Notre groupe soutient donc les deux dispositions restantes du texte.

Je souhaiterais toutefois revenir sur certaines propositions importantes du texte originel, qui ont été purement et simplement supprimées lors de l'examen en commission.

Dans son article 1er, le texte proposait de dégager du temps en entreprise pour faciliter le don en octroyant à chaque salarié deux heures par semestre pour aller donner son sang. Je n'étais certes pas d'accord avec le caractère contraint de cette disposition, qui pouvait mettre en difficulté l'employeur. Cependant, cet article avait le mérite de sécuriser une pratique déjà existante au sein de l'entreprise, tout en garantissant un maintien de salaire pour le salarié. Nous aurions pu prendre le temps de la réflexion et amender ensemble sa rédaction, plutôt que d'en supprimer purement et simplement le dispositif.

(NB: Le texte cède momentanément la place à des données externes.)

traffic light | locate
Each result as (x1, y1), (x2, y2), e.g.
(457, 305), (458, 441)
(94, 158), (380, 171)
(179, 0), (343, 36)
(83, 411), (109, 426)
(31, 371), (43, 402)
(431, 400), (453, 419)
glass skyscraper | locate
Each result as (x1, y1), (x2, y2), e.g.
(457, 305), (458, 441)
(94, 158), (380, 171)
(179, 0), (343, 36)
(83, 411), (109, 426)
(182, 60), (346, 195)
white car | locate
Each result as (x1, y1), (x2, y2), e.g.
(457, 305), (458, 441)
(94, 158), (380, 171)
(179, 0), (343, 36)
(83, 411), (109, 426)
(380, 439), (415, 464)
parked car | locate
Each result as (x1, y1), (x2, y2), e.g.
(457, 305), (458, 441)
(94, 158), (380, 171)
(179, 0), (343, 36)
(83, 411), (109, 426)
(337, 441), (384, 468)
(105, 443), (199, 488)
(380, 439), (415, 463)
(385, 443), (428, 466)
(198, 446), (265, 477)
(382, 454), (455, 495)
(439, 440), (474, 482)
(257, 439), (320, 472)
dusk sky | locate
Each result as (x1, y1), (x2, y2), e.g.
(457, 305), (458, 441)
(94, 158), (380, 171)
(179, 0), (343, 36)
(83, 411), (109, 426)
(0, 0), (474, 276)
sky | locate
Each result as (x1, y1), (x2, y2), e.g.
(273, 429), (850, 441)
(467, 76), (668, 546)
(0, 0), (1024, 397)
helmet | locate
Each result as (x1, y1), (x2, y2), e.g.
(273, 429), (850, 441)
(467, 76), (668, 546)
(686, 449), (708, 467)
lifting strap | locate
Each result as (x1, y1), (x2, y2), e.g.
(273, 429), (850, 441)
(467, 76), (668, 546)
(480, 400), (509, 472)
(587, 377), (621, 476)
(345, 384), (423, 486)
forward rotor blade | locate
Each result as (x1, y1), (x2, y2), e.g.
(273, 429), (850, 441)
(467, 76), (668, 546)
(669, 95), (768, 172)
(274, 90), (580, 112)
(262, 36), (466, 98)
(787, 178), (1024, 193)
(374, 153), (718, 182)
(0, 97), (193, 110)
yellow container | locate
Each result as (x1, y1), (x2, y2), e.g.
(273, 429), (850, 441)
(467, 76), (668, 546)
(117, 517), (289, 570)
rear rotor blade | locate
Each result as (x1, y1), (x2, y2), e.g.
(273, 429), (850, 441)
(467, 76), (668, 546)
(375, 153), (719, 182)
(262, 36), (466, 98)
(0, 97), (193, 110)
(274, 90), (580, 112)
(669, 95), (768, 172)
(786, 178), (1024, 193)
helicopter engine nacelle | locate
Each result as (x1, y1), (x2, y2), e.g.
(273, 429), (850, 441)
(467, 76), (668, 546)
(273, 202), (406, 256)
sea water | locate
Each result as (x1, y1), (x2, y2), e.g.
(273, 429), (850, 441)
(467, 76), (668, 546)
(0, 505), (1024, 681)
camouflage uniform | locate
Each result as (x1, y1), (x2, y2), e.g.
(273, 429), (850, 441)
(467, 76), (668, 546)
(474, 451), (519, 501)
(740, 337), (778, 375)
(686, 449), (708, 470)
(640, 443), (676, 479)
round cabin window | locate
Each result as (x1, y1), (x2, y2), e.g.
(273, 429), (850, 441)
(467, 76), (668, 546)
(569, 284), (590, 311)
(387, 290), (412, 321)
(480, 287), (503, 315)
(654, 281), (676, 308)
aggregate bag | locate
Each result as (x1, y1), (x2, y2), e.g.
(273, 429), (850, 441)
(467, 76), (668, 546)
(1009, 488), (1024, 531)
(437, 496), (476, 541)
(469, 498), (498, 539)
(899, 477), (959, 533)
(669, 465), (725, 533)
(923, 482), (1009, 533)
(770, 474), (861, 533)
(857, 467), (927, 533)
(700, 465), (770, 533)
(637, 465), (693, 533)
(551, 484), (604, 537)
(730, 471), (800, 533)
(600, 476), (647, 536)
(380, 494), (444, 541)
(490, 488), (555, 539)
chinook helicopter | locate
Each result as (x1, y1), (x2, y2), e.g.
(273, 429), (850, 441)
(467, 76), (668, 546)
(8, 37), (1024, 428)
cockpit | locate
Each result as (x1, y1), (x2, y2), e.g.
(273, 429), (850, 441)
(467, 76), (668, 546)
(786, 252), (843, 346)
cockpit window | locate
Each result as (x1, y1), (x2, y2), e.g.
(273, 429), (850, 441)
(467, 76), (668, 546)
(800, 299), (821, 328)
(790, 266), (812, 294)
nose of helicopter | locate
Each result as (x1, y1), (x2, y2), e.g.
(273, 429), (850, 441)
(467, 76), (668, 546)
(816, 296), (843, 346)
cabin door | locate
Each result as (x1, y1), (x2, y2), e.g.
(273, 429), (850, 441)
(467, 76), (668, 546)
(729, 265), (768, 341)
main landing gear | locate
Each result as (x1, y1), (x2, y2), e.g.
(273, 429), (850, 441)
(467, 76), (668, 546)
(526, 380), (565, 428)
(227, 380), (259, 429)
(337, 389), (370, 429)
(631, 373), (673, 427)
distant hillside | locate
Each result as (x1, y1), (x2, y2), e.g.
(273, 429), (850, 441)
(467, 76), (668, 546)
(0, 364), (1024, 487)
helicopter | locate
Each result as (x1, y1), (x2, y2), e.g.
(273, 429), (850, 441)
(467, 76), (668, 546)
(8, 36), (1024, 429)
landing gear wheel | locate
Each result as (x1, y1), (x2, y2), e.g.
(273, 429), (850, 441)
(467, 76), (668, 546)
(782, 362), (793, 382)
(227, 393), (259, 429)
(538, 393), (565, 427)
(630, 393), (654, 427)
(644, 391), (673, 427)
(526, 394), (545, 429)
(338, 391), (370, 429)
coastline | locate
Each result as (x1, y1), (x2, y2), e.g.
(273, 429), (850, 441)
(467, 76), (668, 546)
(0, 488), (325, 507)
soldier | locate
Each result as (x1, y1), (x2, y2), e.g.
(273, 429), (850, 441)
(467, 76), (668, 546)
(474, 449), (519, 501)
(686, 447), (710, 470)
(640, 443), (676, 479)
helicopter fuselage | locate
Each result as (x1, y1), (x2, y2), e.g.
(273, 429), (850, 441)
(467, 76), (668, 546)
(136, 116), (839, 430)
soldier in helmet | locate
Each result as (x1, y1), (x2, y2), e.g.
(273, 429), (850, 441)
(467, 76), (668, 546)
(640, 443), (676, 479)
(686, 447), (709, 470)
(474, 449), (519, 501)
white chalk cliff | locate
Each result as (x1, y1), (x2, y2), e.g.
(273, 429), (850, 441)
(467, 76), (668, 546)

L'article 6 prévoyait en outre de faire figurer le groupe sanguin et le rhésus sur la carte nationale d'identité. Le rapporteur avait même proposé un amendement prévoyant que ces informations soient également mentionnées dans le dossier médical partagé. Cette proposition de bon sens a pourtant subi le même sort que l'article 1er et a été, à son tour, supprimée.

Cette proposition de loi portait initialement de larges ambitions, qui ont été balayées d'un revers de main par la majorité. Les arguments invoqués étaient bien faibles et, in fine, le problème des pénuries régulières ne sera pas résolu par ce texte. Aujourd'hui, 4 % seulement de la population donne son sang. Ce chiffre paraît faible en comparaison des quantités nécessaires pour sauver des vies. Tout devrait donc être mis en oeuvre pour l'accroître, tout en préservant la spécificité du modèle français.

La valeur d'un homme est dans sa capacité à donner, et non dans sa capacité à recevoir, nous enseignait Albert Einstein : ce texte nous offre une réelle chance de doter l'homme de moyens pour donner plus et mieux. C'est pourquoi notre groupe soutiendra son adoption.